Bush ethics lawyer smacks down Trump: 'Not an example ... in human history' of self-pardon


Donald Trump is reportedly looking into the extent of his presidential pardon powers, including whether he can pardon himself. But Richard Painter, a former ethics lawyer in the George W. Bush administration, shot that idea down in no uncertain terms.

Donald Trump seems to believe that his presidential powers are nearly limitless. But just because he tweets it doesn't make it so.

In a typical early morning post Saturday, Trump insisted that the president "has the complete power to pardon," while implying that he has no need to use it because the "only crime so far is LEAKS against us" — which he characteristically labeled as "FAKE NEWS."

As the New York Times noted, his choice of words indicated that he included potentially pardoning himself within that "complete power."

But Trump is not a legal scholar — to put it mildly — and actual legal scholars are not completely on board with his point of view.

As Georgetown law professor Paul Butler noted to MSNBC's Joy Reid, if Trump did indeed pardon himself, he would be "courting impeachment," as the act would be obstruction of justice.

"One thing we know from the Constitution: The president cannot stop an impeachment," Butler added.

And to the specific question of Trump's supposed "complete power" to pardon anyone up to and including himself, Richard Painter, a former ethics lawyer in the George W. Bush administration, was clear that there is simply no precedent for such a thing.

In an op-ed in the Washington Post, Painter, along with co-authors Constitutional law professor Laurence Tribe and Obama White House ethics lawyer Norman Eisen, called back to the resignation of President Richard Nixon.

The Office of Legal Counsel had told Nixon that he could not pardon himself, based on "the fundamental rule that no one may be a judge in his own case."

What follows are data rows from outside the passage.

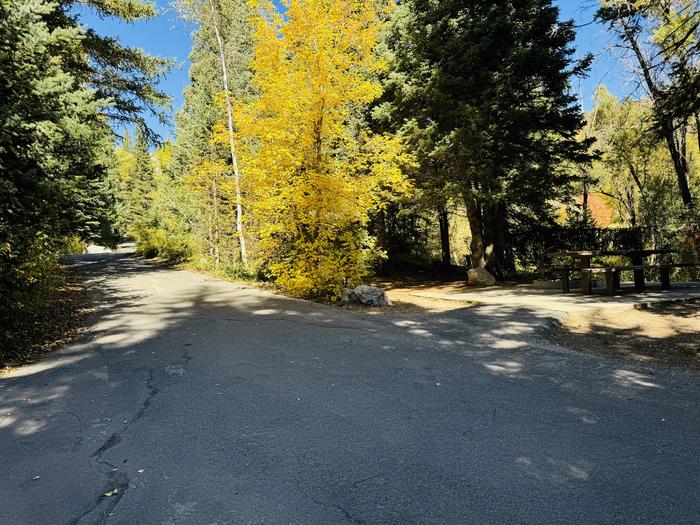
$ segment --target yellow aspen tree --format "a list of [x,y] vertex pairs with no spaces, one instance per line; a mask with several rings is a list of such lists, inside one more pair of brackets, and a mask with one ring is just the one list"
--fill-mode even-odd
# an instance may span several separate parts
[[253,0],[253,86],[237,111],[257,256],[292,295],[336,299],[380,255],[370,213],[405,192],[399,139],[372,134],[376,53],[391,1]]

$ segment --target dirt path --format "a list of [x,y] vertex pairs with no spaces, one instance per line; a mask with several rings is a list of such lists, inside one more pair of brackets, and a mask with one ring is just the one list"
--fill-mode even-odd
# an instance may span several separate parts
[[575,313],[553,337],[581,352],[700,370],[700,302]]
[[418,277],[396,275],[385,278],[375,277],[371,284],[386,290],[393,304],[388,312],[393,315],[450,312],[468,308],[474,304],[469,301],[452,301],[423,295],[467,292],[469,287],[466,283],[466,275],[448,274],[447,277],[442,278],[430,274]]

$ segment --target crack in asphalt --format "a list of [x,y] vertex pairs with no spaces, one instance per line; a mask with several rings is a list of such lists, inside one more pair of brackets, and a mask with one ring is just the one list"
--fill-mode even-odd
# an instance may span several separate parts
[[78,414],[76,414],[75,412],[73,412],[73,411],[71,411],[71,410],[61,410],[61,411],[59,411],[59,412],[56,412],[56,413],[55,413],[53,416],[51,416],[51,417],[60,416],[61,414],[68,414],[69,416],[73,416],[73,418],[75,418],[75,420],[76,420],[76,421],[81,425],[81,427],[82,427],[82,425],[83,425],[83,419],[82,419]]
[[95,452],[92,453],[91,457],[97,457],[99,458],[104,452],[108,451],[110,448],[115,446],[117,443],[121,441],[122,436],[124,433],[129,430],[129,427],[136,421],[138,421],[141,416],[143,416],[143,413],[146,411],[146,409],[150,406],[151,400],[158,394],[158,389],[153,385],[153,369],[149,368],[148,369],[148,377],[146,378],[146,386],[148,387],[148,396],[146,396],[146,399],[143,401],[141,404],[141,408],[134,414],[134,416],[129,419],[125,424],[124,428],[122,428],[119,432],[115,432],[109,438],[107,438],[107,441],[105,441]]
[[387,474],[386,472],[380,472],[379,474],[375,474],[373,476],[368,476],[366,478],[362,478],[359,481],[353,482],[352,486],[357,487],[358,485],[362,485],[363,483],[367,483],[368,481],[372,481],[373,479],[382,478],[382,477],[386,476],[386,474]]
[[[97,450],[91,454],[90,457],[94,459],[95,463],[109,469],[107,472],[104,472],[104,474],[107,475],[107,481],[105,482],[104,488],[100,490],[100,493],[92,500],[87,508],[80,515],[68,522],[69,525],[78,525],[83,519],[95,512],[100,505],[106,501],[105,498],[108,498],[109,503],[101,513],[101,518],[99,521],[102,522],[106,520],[129,490],[129,476],[127,476],[126,473],[119,471],[118,467],[109,461],[103,459],[102,454],[118,444],[121,441],[122,436],[127,432],[127,430],[129,430],[129,427],[134,422],[138,421],[143,416],[146,409],[150,406],[151,401],[158,394],[158,389],[153,384],[153,379],[154,371],[152,368],[149,368],[148,376],[146,378],[148,395],[146,396],[146,399],[144,399],[143,403],[141,403],[139,410],[124,424],[124,427],[120,431],[113,433]],[[108,496],[107,494],[110,495]]]
[[[84,518],[92,514],[105,501],[105,498],[109,498],[109,503],[102,512],[102,517],[100,519],[100,522],[103,522],[119,504],[127,490],[129,490],[129,476],[116,470],[117,467],[108,461],[98,460],[97,463],[105,465],[110,469],[107,482],[105,483],[105,488],[103,488],[100,491],[100,494],[93,499],[85,511],[83,511],[79,516],[70,520],[68,525],[78,525]],[[107,496],[107,493],[110,491],[112,495]]]

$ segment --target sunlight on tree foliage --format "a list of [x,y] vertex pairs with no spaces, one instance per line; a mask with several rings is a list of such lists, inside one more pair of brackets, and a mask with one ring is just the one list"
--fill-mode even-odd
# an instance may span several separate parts
[[256,7],[258,98],[239,106],[236,122],[257,256],[291,294],[334,299],[382,255],[365,229],[370,211],[410,188],[400,140],[363,120],[381,94],[375,50],[390,4],[300,0],[284,15],[270,2]]

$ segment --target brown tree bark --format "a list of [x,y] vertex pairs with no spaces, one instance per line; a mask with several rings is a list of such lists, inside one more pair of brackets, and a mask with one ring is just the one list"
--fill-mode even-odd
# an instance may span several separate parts
[[498,279],[515,271],[515,261],[508,244],[508,221],[504,203],[493,203],[483,208],[483,236],[485,241],[485,268]]
[[481,220],[481,208],[470,195],[464,195],[464,206],[467,209],[467,219],[471,230],[470,259],[472,268],[486,268],[486,246],[484,242],[484,227]]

The authors note that, in all cases of pardons, "the president is acting as a kind of super-judge and making a decision about someone else’s conduct, the justice of someone else’s sentence or whether it is in the national interest to prosecute someone else."

Thus, "self-pardon under this rubric is impossible," something not even the pope does — instead, Pope Francis recently publicly confessed his sins to another priest.

Thus, as Painter expanded on to Reid, to the question of 'self-pardon,' "the answer is categorically 'No'"

"There is not an example that I can find in human history where a person has been able to pardon themselves," he added.

Painter noted that the precedent Trump may be working from is the royal pardon, but not even any kings have successfully used such a maneuver to fully avoid prosecution and punishment. "The concept makes absolutely no sense," Painter declared.

And he offered Trump a bit of advice: "Go join Mr. Snowden over in Moscow or something," because "this 'self-pardon' idea is not going to work."

PAINTER: Because President Trump had already apparently contacted a number of people looking into the question of pardons and whether he could pardon himself. Those questions are being asked in the White House, and the answer is categorically 'No.' There is not an example that I can find in human history where a person has been able to pardon themselves.

And the precedent for this is the royal pardon — I’ve not found a situation where a king has been able to pardon himself and then avoid prosecution by subsequent kings. Many deposed kings have gone off to the chopping block, and would have avoided that if they had been able to pardon themselves. Even the pope says confession to another priest — Pope Francis did so quite recently, in public.

Not a single example of a self-pardon anywhere that I can find; the concept makes absolutely no sense. The Office of Legal Counsel advised in the Nixon administration years that you could not do that, the president could not do that. So that's off the table. He should look into other options. You know, maybe — I don't know, go join Mr. Snowden over in Moscow or something. But this self-pardon idea is not going to work.

Trump is feeling the intense and increasing pressure of his myriad scandals coming down on him, trying to escape into a month of golf and nonsensical tweeting.

It was already rumored that Trump was considering issuing numerous blanket pardons to others in his inner circle caught up in the Russia investigations.

But just because the trouble is self-inflicted doesn't mean the absolution can be, too.